In less than a week, the available 800,000 units were down to less than 2,000 units at $15 per share. In the subsequent weeks, trading for the stock went to its peak, with investors willing to pay anything to acquire the stock. The more investors accumulate a stock or the less stock available for distribution, the higher the price will be,
Types of Accumulation/Distribution
Types of accumulation/distribution are trend confirmation and divergences. Trend confirmation is a pretty straightforward concept. It is an uptrend within the accumulation distribution line that reinforces an uptrend on the worth chart and the other way around. Divergences are of two forms: bullish and bearish divergence.
When the price moves to new lows but the accumulation distribution line doesn't confirm these lows and moves higher, a bullish divergence forms. A bearish divergence forms when the price moves to new highs, but the accumulation distribution line doesn't confirm and moves lower.
Therefore, the more bullish or bearish the session has been, the greater percentage of the entire volume is added (or subtracted) from the accumulated amount. The foremost important thing about the A/D indicator is to look at its divergences.

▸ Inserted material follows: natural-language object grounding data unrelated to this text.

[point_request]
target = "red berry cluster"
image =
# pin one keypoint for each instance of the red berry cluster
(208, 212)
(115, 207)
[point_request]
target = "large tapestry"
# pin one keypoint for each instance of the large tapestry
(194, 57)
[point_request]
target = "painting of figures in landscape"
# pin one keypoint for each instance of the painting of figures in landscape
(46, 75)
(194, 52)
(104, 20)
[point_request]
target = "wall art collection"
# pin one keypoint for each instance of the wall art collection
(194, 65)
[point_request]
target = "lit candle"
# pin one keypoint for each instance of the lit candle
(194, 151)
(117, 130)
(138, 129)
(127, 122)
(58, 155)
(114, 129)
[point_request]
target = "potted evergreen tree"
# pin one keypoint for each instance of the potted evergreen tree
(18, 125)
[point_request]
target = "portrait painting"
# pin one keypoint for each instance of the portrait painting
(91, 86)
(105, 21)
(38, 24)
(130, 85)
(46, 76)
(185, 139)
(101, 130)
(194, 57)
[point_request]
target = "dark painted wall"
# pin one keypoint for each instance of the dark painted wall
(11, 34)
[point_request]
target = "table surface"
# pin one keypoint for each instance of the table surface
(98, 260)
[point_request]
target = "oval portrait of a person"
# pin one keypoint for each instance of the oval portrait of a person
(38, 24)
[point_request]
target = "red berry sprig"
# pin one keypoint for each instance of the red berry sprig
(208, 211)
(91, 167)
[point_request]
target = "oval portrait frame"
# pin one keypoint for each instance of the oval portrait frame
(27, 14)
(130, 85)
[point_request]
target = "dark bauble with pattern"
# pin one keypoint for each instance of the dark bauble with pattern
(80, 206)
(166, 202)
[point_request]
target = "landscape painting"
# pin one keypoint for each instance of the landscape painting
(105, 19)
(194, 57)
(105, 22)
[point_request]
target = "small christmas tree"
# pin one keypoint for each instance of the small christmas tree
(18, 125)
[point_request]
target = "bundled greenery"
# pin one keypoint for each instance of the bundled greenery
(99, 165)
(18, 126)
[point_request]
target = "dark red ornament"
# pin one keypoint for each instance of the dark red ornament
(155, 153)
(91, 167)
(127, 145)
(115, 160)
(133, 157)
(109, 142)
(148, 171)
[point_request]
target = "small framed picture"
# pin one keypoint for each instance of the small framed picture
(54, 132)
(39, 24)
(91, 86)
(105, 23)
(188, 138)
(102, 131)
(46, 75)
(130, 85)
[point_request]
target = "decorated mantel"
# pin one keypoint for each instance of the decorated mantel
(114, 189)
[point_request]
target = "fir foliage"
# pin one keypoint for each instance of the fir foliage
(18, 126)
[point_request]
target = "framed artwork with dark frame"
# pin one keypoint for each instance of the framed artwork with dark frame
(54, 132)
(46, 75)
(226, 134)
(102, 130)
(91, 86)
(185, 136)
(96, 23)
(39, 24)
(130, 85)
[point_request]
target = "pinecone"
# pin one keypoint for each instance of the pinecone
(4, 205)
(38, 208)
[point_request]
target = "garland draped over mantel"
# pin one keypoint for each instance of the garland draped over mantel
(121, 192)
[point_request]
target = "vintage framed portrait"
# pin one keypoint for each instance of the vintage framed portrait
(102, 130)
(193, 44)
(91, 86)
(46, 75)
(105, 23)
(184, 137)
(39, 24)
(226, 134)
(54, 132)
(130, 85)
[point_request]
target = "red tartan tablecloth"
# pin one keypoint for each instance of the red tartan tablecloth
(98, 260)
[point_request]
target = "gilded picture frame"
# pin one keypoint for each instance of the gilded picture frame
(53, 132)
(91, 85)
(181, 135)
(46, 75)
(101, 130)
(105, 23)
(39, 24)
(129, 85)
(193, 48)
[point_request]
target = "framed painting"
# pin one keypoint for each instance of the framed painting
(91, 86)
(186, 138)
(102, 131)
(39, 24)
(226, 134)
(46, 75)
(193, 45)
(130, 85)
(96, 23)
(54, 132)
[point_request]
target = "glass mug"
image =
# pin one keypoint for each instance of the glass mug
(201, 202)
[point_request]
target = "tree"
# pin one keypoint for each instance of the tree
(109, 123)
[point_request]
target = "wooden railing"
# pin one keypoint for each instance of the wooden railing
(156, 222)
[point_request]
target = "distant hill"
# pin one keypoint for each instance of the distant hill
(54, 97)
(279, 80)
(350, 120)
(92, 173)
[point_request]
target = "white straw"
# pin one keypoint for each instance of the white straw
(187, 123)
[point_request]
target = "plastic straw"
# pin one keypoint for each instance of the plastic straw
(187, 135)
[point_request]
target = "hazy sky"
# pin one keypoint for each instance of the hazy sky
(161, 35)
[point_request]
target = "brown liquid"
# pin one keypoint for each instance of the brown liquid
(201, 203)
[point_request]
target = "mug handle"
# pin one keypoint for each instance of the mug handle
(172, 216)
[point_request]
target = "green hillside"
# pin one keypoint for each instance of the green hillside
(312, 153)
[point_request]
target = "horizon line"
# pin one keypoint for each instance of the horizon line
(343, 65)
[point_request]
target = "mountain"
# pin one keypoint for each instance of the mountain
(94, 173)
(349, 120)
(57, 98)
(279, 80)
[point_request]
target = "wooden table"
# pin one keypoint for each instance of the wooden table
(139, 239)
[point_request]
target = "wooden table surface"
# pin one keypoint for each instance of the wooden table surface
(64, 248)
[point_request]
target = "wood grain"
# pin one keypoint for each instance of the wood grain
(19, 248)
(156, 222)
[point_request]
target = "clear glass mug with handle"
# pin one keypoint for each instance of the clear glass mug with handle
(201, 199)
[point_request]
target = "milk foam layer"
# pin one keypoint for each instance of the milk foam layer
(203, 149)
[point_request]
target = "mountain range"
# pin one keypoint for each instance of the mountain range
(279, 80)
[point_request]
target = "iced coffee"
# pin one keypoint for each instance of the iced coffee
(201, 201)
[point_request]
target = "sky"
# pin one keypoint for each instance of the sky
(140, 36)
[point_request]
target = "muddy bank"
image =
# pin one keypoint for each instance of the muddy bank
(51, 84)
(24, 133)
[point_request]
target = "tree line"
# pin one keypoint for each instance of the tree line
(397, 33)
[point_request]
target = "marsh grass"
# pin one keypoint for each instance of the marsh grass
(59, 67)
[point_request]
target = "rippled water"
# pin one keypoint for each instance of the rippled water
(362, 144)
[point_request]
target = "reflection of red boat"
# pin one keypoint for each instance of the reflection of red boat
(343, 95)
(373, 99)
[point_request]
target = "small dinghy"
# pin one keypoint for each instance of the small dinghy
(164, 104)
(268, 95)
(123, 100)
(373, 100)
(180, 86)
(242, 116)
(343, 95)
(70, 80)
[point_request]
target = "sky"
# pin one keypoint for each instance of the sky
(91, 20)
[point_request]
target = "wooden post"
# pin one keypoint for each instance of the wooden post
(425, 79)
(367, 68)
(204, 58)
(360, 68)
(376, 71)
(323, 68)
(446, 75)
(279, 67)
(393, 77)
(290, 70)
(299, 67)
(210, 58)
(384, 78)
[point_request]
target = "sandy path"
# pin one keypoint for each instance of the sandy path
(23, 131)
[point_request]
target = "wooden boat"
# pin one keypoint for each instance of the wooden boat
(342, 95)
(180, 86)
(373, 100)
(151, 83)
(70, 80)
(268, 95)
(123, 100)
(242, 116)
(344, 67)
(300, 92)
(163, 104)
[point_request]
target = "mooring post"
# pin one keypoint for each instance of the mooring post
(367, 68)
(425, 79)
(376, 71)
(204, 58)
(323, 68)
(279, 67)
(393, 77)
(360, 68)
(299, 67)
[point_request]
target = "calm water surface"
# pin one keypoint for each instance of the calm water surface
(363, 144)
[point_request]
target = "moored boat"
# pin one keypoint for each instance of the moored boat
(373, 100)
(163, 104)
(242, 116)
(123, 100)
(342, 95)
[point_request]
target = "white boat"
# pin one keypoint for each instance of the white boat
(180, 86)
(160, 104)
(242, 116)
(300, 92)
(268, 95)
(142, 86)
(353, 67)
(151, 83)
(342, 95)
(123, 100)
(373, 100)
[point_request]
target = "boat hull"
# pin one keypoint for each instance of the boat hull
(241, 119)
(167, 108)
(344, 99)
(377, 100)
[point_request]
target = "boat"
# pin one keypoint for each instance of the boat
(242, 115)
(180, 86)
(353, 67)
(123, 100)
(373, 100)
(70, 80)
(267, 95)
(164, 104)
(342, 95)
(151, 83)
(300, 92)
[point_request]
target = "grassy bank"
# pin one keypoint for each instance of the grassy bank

On-Balance Volume vs. Accumulation/Distribution
Both On-Balance Volume (OBV) and Accumulation/Distribution indicators are volume-based indicators but with different approaches.
Financial writer Joe Granville developed OBV to assess the cumulative volume flow of stock. On-balance volume adds a period's total volume if the stock closes at a better price than the last close and subtracts if it ends at a lower cost. The entire positive/negative volume flow forms the OBV line, which employs a comparison indicator of confirmation or divergence for the stock price.
The accumulation/distribution indicator doesn't think about the previous close. Instead, it focuses on the proximity of price relative to stock's high-low range for the given period (day, week, or month). It identifies the discrepancies between prices and volume and offers a warning about future price movements.
Significance of Accumulation/Distribution
Accumulation/Distribution is a handy technical indicator to assess the cumulative flow of capital for a financial asset like currency pair; for instance, it supports both price and volume and examines the trend of an asset's price within the market. The A/D indicator can determine the buying and selling pressure of stock within the market and, supporting that, offers insights about potential stock price changes. Hence, one can calculate the trading position as per actual price movements.
The A/D line also spots price volume divergences, which helps traders confirm the trend's strength and sustainability. It doesn't state changes in price between periods; hence, a series of price gaps may go undetected.
In conclusion, you may not want to use only the Accumulation/Distribution Line indicator for creating decisions associated with opening and shutting new positions within the market.
History of Accumulation/Distribution
Famous trader and analyst Marc Chaikin developed Accumulation/Distribution to settle on the stocks traded foremost. Later, the indicator became more widely used as a fundamental indicator for other markets, including Forex.